I haven't been able to get to a pc for a few days now but a big thank you to all the lovely ladies who offered words of support and to those who have decided I have an anger issue, I can categorically state that I have NEVER used violence against anyone and was merely venting my anger in a non-violent/destructive manner (in my opinion). Nobody got hurt.

We live in Spain and we don't have the support offered in the UK. If DS cannot keep up in a MS school he would be sent to a school for children with severe learning difficulties and this would not be right for him as he is borderline.

He has had this teacher since Sept and she will be his teacher for 2 school years. The school routine over here is pretty stressful for kids: schoolday is from 9-5, 1-2 hrs hw each evening for a "normal" child and 2-3 hrs for DS - (more at w/e), uncompleted classwork has to be finished off at home. There are also tests every 2 wks so revision also has to be done.
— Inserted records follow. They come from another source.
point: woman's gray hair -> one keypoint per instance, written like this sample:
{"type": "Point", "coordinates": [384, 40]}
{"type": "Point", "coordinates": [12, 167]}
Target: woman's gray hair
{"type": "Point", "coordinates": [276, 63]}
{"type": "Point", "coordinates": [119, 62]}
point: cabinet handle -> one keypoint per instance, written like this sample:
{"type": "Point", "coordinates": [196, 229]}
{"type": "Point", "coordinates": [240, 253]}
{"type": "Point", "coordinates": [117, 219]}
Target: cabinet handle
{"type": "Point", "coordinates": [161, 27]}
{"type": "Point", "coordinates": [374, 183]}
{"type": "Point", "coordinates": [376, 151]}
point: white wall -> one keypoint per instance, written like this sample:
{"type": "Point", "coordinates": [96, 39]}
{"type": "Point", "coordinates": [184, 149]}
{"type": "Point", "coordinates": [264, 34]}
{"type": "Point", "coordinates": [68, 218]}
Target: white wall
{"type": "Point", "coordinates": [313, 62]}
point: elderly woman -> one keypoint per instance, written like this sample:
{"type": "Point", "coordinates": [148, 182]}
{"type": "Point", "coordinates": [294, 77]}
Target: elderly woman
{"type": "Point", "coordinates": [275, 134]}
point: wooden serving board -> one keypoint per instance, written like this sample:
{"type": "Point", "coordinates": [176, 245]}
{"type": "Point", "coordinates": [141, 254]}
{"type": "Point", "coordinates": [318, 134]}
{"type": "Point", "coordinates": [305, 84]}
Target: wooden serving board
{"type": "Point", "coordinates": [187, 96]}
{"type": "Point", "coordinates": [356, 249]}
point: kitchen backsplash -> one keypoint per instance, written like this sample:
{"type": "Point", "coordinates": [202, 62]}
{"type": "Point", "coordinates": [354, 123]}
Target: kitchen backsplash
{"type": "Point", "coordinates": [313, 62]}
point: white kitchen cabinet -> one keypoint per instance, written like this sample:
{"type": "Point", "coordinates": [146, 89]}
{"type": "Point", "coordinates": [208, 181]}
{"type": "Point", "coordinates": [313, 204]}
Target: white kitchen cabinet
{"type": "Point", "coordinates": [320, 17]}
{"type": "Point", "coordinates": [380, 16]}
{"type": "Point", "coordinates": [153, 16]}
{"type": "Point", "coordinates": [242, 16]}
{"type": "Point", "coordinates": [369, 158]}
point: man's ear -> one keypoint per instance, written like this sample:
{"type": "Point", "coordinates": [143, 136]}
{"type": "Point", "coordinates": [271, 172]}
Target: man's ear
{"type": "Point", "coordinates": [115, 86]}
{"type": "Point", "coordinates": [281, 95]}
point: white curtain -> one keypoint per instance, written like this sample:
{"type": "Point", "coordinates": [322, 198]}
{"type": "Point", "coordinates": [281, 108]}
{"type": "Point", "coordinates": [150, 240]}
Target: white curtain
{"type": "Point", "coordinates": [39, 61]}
HW is not done by DS if I am not sitting next to him constantly - I still haven't found a way for him to work more independently which I'm desperate for as I also have a DD aged 3 who also wants attention.

I did have a word with the teacher about recording of hw but I was told that he's 8 now and old enough to organise himself. However, she did make sure that her birthday was written up in the diary!! I also mentioned that the hw set is too much for each day but the response I got was that it has to be handed in on time. Sympathetic huh?